What common metrics mistakes do experimentation teams make?

Two critical mistakes often emerge in metric selection: Misaligned funnel metrics: Using downstream metrics (like revenue) to evaluate upstream changes (like homepage engagement) can lead to misleading conclusions. Metric overload: Including too many metrics creates decision paralysis. Focus on core metrics and page-specific metrics defined in your test plan.

What metrics do our most successful enterprise customers track?

Success in experimentation comes down to tracking two metric types, core business metrics that reflect overall performance, and hypothesis-specific metrics tailored to each experiment. For example, an e-commerce site would track overall purchase conversion as a core metric, while also measuring search bar interactions for a search-focused experiment.

What analytics integrations drive the most value?

Two key integrations: Warehouse native analytics is a great integration for longtail metrics (like return rate) or your core metrics which live in your data warehouse. Behavioral analytics integrations (e.g. Google Analytics) allow for exploration of other metrics that were influenced by your hypothesis, which were not part of the success criteria. An example of this would be noticing your navigation interactions went down if your experiment was increasing the prominence of the search bar in your header.

Posted December 23, 2024

Let’s talk experimentation metrics: The new rules for scaling your program (In 2025)

by Mark Wakelin

8 min read time

There's a reason some experimentation programs scale while others stagnate. The difference isn't in their tools or talent, it's in the metrics they measure.

There's a reason some experimentation programs scale while others stagnate.

Last month, I sat down with a VP of Digital at a Fortune 500 retailer with a familiar challenge. Their win rate? Above industry average. Their test velocity? Growing quarter over quarter. Yet in their quarterly review, the CEO asked a question that stopped them cold:

We're running more tests than ever, but why isn't this moving our bottom line?

Most experimentation programs struggle because they're:

Celebrating surface wins (Look, the button color change worked)
Chasing test velocity without the impact (We ran 50% more tests this quarter)
Collecting vanity metrics (Our win rate is above the industry average)

Setting the right metrics is a constant challenge we help customers overcome, especially as they try to scale their experimentation programs.

In this blog, see:

Which metrics actually predict program growth
How leading programs prove massive ROI (without gaming the system)
A practical framework for evolving your metrics as your program scales
The hidden high-impact metrics most programs miss

Great metrics don't just count things, they tell stories that drive growth.

Common metric mistakes to avoid

Three common patterns that stop great programs from scaling:

1. The win rate obsession

Programs often celebrate win rates, but when you dig deeper, those "wins" are mostly minor tweaks with minimal business impact. The data tells us only 12% of experiments win.

Win rate across industry

Source: Optimizely Evolution of Experimentation Report

Sure, the win rate is important - especially when you're trying to get buy-in at the beginning of your program. But to take your program to the next level of maturity, you need to move past that and start framing the value of experimentation in terms of uplift, and translating win rates into expected impact per test.
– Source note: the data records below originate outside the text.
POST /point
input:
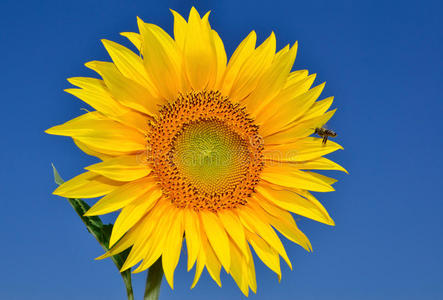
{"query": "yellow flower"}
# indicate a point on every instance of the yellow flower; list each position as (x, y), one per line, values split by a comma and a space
(197, 147)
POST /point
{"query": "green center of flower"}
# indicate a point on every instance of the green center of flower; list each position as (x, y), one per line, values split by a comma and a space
(211, 156)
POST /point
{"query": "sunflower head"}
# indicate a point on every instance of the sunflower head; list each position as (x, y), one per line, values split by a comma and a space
(198, 148)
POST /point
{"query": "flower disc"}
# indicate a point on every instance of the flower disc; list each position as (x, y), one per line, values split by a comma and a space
(206, 152)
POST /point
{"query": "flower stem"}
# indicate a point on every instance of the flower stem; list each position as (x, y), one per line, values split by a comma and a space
(154, 281)
(128, 284)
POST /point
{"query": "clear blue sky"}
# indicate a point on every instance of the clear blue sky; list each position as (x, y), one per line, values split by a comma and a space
(382, 62)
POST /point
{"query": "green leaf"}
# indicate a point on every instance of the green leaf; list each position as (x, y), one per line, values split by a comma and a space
(100, 231)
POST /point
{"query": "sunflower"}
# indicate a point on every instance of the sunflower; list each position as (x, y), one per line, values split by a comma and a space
(198, 148)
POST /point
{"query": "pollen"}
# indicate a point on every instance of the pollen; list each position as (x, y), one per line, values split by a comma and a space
(205, 152)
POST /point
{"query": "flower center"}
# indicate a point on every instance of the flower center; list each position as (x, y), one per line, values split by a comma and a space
(205, 151)
(211, 156)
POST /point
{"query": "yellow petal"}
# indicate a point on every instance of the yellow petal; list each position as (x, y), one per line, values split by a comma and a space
(299, 130)
(90, 151)
(173, 245)
(239, 270)
(125, 90)
(251, 271)
(121, 196)
(123, 168)
(221, 59)
(133, 212)
(217, 237)
(134, 38)
(325, 179)
(87, 185)
(308, 206)
(233, 226)
(295, 85)
(192, 231)
(241, 54)
(280, 220)
(264, 230)
(180, 29)
(295, 77)
(305, 149)
(252, 70)
(287, 175)
(199, 57)
(93, 129)
(320, 163)
(265, 252)
(145, 227)
(272, 82)
(319, 108)
(95, 93)
(293, 109)
(157, 241)
(161, 59)
(211, 261)
(103, 154)
(199, 268)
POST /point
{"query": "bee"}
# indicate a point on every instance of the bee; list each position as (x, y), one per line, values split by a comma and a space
(325, 133)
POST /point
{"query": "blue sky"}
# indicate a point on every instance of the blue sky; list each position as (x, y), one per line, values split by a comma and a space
(382, 62)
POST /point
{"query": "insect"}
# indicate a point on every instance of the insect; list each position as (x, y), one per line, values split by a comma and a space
(325, 133)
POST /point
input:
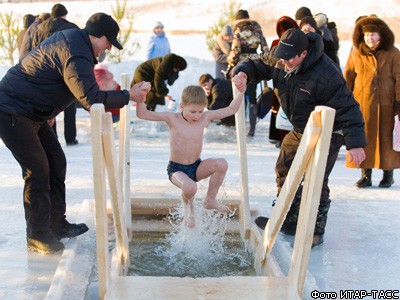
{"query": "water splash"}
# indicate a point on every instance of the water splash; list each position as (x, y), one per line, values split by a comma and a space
(203, 251)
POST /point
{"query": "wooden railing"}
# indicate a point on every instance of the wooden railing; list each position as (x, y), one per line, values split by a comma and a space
(309, 162)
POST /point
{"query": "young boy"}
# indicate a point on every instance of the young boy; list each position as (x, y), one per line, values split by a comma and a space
(185, 167)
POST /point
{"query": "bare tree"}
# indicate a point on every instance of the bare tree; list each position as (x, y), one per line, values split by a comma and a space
(9, 29)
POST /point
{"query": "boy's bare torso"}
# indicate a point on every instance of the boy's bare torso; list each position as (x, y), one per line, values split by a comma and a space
(186, 139)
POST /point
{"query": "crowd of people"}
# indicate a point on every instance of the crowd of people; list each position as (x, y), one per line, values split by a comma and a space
(59, 66)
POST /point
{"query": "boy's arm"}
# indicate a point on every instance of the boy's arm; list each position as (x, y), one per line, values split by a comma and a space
(239, 81)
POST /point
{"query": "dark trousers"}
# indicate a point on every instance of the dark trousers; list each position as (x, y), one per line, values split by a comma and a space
(289, 148)
(41, 157)
(69, 123)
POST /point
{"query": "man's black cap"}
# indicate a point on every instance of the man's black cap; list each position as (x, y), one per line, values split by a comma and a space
(292, 43)
(58, 10)
(101, 24)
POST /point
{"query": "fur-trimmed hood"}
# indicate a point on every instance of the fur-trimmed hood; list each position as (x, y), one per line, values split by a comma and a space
(387, 36)
(284, 23)
(246, 24)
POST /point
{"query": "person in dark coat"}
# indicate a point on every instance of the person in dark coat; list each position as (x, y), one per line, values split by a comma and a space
(43, 84)
(27, 21)
(159, 71)
(219, 94)
(305, 78)
(372, 73)
(58, 22)
(221, 50)
(276, 135)
(308, 24)
(26, 44)
(247, 39)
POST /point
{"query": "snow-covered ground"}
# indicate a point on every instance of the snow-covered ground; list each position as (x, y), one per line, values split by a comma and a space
(362, 241)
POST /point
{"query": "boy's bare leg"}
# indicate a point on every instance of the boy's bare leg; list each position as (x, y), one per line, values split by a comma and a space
(189, 189)
(188, 207)
(216, 170)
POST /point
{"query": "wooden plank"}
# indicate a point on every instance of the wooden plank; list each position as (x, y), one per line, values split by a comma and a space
(241, 137)
(175, 288)
(164, 205)
(310, 202)
(293, 179)
(124, 154)
(99, 182)
(165, 226)
(122, 247)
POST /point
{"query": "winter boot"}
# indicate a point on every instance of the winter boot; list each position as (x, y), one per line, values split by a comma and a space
(318, 239)
(261, 222)
(44, 244)
(68, 230)
(387, 179)
(365, 179)
(252, 119)
(289, 226)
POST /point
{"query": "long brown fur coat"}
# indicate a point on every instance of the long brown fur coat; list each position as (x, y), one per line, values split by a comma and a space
(374, 78)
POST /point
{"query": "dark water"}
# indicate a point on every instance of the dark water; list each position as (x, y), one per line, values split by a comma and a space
(152, 254)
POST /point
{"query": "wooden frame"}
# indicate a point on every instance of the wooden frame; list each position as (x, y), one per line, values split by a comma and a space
(272, 283)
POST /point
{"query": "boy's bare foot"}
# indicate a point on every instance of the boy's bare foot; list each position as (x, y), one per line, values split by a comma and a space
(217, 206)
(188, 218)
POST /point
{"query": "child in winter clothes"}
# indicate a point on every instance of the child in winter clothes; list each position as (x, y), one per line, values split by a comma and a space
(106, 82)
(158, 44)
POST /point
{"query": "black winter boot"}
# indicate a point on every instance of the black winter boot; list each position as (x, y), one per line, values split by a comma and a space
(67, 230)
(387, 179)
(252, 119)
(44, 244)
(365, 179)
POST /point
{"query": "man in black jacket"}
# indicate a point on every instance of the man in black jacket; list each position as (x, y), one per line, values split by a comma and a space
(305, 77)
(44, 83)
(58, 22)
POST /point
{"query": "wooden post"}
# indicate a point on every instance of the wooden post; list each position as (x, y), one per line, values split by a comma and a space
(124, 156)
(310, 202)
(244, 213)
(293, 179)
(99, 182)
(122, 245)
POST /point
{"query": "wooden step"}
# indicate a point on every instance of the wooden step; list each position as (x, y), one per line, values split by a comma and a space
(164, 204)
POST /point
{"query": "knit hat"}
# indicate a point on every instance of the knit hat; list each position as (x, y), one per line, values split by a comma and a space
(179, 62)
(321, 19)
(27, 20)
(303, 12)
(44, 16)
(58, 10)
(158, 24)
(242, 14)
(101, 24)
(370, 28)
(292, 42)
(226, 30)
(310, 21)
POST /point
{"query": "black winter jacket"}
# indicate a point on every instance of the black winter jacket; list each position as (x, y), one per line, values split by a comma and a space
(317, 81)
(48, 79)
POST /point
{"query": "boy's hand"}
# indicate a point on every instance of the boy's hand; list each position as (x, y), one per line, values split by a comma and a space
(139, 91)
(239, 80)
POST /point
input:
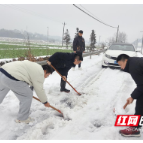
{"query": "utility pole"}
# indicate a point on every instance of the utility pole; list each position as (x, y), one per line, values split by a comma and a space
(117, 34)
(142, 43)
(137, 44)
(47, 34)
(63, 33)
(99, 40)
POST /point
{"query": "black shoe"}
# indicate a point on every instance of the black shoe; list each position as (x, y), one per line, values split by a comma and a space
(65, 90)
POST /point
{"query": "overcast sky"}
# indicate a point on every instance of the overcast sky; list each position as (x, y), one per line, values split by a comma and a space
(37, 17)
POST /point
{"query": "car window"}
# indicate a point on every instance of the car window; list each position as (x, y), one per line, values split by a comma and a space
(122, 47)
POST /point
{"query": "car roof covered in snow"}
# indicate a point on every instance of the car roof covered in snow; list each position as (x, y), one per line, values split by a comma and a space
(121, 44)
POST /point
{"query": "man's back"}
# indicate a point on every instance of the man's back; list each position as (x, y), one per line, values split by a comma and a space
(135, 68)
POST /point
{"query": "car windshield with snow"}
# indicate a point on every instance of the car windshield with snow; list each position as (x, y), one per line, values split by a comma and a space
(110, 56)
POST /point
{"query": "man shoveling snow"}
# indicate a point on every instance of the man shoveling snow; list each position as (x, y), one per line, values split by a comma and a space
(134, 66)
(17, 76)
(63, 62)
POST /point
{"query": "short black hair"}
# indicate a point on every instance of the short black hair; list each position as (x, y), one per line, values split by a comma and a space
(80, 31)
(122, 57)
(47, 68)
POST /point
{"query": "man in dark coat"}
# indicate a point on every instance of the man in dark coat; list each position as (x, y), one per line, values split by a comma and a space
(134, 66)
(79, 44)
(63, 62)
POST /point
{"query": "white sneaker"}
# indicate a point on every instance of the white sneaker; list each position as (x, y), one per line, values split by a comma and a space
(25, 121)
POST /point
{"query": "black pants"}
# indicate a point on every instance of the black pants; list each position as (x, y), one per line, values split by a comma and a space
(80, 63)
(139, 107)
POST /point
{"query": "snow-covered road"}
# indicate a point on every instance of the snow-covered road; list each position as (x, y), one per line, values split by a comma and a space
(91, 115)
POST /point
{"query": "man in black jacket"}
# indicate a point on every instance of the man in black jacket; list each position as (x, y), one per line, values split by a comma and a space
(79, 44)
(63, 62)
(134, 66)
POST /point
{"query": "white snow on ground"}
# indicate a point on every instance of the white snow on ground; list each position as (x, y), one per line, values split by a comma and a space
(89, 116)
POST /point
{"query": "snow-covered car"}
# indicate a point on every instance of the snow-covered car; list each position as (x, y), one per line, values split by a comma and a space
(110, 56)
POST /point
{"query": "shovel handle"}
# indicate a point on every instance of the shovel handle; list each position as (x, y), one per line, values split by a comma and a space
(50, 105)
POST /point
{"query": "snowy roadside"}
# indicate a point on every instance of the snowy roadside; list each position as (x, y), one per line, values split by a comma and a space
(91, 114)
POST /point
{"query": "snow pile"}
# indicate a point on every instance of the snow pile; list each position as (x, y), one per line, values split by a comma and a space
(89, 116)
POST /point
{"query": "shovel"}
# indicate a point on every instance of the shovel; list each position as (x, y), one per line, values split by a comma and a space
(50, 106)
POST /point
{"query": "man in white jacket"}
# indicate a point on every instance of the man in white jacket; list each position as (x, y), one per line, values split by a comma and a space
(18, 76)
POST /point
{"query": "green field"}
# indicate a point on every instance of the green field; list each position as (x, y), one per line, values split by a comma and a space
(12, 53)
(3, 46)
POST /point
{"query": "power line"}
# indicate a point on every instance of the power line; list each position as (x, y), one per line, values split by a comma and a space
(90, 12)
(93, 17)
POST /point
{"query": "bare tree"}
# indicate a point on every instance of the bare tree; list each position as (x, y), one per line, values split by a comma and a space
(67, 38)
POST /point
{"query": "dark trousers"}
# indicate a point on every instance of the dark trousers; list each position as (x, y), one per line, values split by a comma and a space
(139, 107)
(80, 63)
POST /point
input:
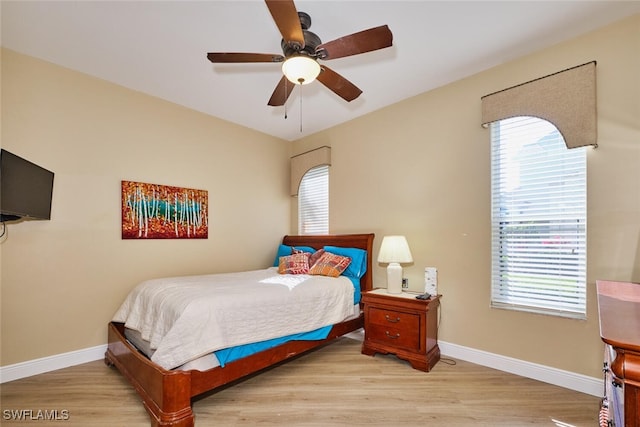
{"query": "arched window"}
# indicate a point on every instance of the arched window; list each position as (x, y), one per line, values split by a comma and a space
(313, 201)
(538, 216)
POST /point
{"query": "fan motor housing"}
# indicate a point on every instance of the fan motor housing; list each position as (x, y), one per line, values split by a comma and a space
(311, 40)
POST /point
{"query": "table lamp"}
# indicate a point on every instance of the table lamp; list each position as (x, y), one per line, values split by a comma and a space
(394, 251)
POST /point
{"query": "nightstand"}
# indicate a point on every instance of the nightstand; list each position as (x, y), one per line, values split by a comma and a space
(402, 325)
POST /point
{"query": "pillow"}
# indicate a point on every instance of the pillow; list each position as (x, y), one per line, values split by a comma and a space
(329, 264)
(314, 257)
(358, 265)
(297, 263)
(284, 250)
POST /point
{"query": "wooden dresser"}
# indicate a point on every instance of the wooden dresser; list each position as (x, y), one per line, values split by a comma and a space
(619, 308)
(402, 325)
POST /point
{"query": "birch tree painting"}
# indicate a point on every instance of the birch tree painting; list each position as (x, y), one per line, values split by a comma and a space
(152, 211)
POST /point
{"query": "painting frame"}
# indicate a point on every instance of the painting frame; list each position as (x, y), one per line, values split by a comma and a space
(156, 211)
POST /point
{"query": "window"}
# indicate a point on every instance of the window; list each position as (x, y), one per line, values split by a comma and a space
(313, 201)
(538, 216)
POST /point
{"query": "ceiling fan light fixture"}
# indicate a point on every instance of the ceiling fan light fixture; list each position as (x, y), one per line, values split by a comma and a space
(301, 69)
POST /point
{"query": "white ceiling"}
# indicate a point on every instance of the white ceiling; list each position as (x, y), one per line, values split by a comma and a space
(159, 48)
For example, would you rather have tests that win 10% of the time but deliver a million-dollar uplift? Or tests that win 50% of the time but only deliver $100 in additional revenues? (You don’t really have to answer that one.)

Every experiment delivers value - losing tests prevent harmful changes, while inconclusive results save resources from low-impact areas.

2. The velocity illusion

Test quantity alone doesn't predict program success. Most successful programs don't just run more tests, they run better ones. They:

Test a higher number of variations simultaneously
Shift not just to velocity but also bigger changes and impact
Make larger code changes with more effect on the user experience

3. The surface metrics problem

Most programs track dozens of metrics but struggle to answer questions about business impact.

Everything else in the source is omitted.